How apps like Google Translate make lifesaving interventions possible — 3 Qs with Dr. Linda J Mason

Linda J. Mason, MD, president of the American Society of Anesthesiologists, told Becker's ASC Review how AI and virtual reality tools could affect the field of anesthesia.

Note: Responses were lightly edited for style and clarity.

Question: Do you think AI and virtual reality will revolutionize anesthesia, or are the benefits of these technologies exaggerated? Why?

Dr. Linda Mason: AI and virtual reality are separate technologies. Of the two, AI is the truly revolutionary technology, and it is already profoundly changing almost every aspect of our lives. You don't have to look any further than your cellphone to see AI in action. Physician anesthesiologists work in a polylingual environment by virtue of our diverse population. Additionally, patients travel from all corners of the globe to receive care at American hospitals. How do we communicate? Increasingly, my colleagues and I use Google Translate on our phones. With seemingly little effort, Google Translate converts spoken English to English text, translates English text into another language, and then speaks the other language in a natural voice. Each step involves massive AI but is completely invisible to the user. It won't be long before similar algorithms replace keyboards in the operating room, populating our charts based on spoken instructions. Additionally, many investigators are working on AI algorithms to monitor vital signs. In tests, these algorithms predict cardiovascular collapse 20 to 30 minutes before a vigilant physician anesthesiologist sees the warning signs. This can make the difference between life and death by enabling lifesaving interventions such as preventing arrhythmia or transfusing the patients earlier. Just like Google Translate, these apps and smart devices will simply appear and fit right into our workflow.

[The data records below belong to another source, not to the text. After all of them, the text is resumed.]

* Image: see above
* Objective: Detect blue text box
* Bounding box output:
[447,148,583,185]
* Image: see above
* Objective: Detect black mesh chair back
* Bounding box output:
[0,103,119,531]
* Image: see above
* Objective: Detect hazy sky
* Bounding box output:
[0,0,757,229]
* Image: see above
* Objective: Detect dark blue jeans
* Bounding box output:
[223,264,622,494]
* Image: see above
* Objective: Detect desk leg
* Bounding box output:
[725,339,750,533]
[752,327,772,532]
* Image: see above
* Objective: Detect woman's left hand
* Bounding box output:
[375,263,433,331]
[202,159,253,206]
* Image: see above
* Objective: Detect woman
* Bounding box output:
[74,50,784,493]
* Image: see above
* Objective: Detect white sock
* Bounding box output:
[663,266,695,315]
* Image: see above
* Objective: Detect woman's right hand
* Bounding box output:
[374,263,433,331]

Anesthesia has been at the forefront of bringing VR into clinical practice. For example, ASA's Anesthesia SimSTAT uses virtual simulation for training regarding anesthesia, patient-monitoring and managing anesthesia-related emergencies and can be used for CME by completing any of four available modules (trauma, robotic surgery, appendectomy and post-anesthesia care unit). We are continuing to invest in VR — a labor and delivery module is coming soon. The next level, augmented reality, superimposes computer-generated images over your view of the world around you. For example, with AR, the physician anesthesiologist could look at the patient and "see" into the chest to watch the heart beating, enhancing the ability to assess and diagnose beyond the vital signs. Indeed, such systems might combine AI algorithms, which draw very subtle inferences about cardiac status from vital signs, with AR to display the cardiovascular status as clearly as possible. That sort of technology is probably five to 10 years off, and will have to prove itself useful and not a distracting toy.

Am I worried that AI will replace physician anesthesiologists? Not a bit. The AI we use every day enhances what we do. Cardiologists weren't replaced by stethoscopes or catheterization labs, and we aren't being replaced by video laryngoscopes and smart monitors. These technologies are really algorithms. What we bring to clinical care isn't just our experience and judgment, but also our skills and dexterity. There is no such thing as general purpose robotic dexterity. Specialized machines such as the da Vinci robot can do one thing well, but they can't open a bottle, make a sandwich or plug themselves into the wall.

Q: What are some innovations that have changed the way physician anesthesiologists perform their jobs, in a positive or negative way?

LM: Video laryngoscopy has made an enormous difference in the ability to successfully intubate patients with difficult airways, making anesthesia safer. Widespread adoption of ultrasound helps in starting IVs, evaluating a patient's airway, performing nerve blocks and looking directly at the heart. Portable ultrasound devices — attached to cellphones — have made it even easier. And while it's easy to forget, the adoption of cellphones into care has been huge. They were once banned in the ICU and OR, but now we use them to enable timely discussions, look up an unfamiliar procedure on YouTube or access a medical record.

Q: What trends or innovations have the most potential to effectively reduce administrative burden and/or lower healthcare costs?

LM: AI could really help in lowering administrative burden and should lower healthcare costs as well. AI isn't going to replace physicians, but it could replace entire tiers of administrators. The challenge in making positive change is to overcome entrenched interests that demand preservation of the status quo. From patients to physicians, hospitals to the government, everyone has a stake in maintaining the status quo. We have to all be on board to recognize the value of these advancements and implement them, rather than putting up roadblocks. That will only happen when everyone agrees that patients come first.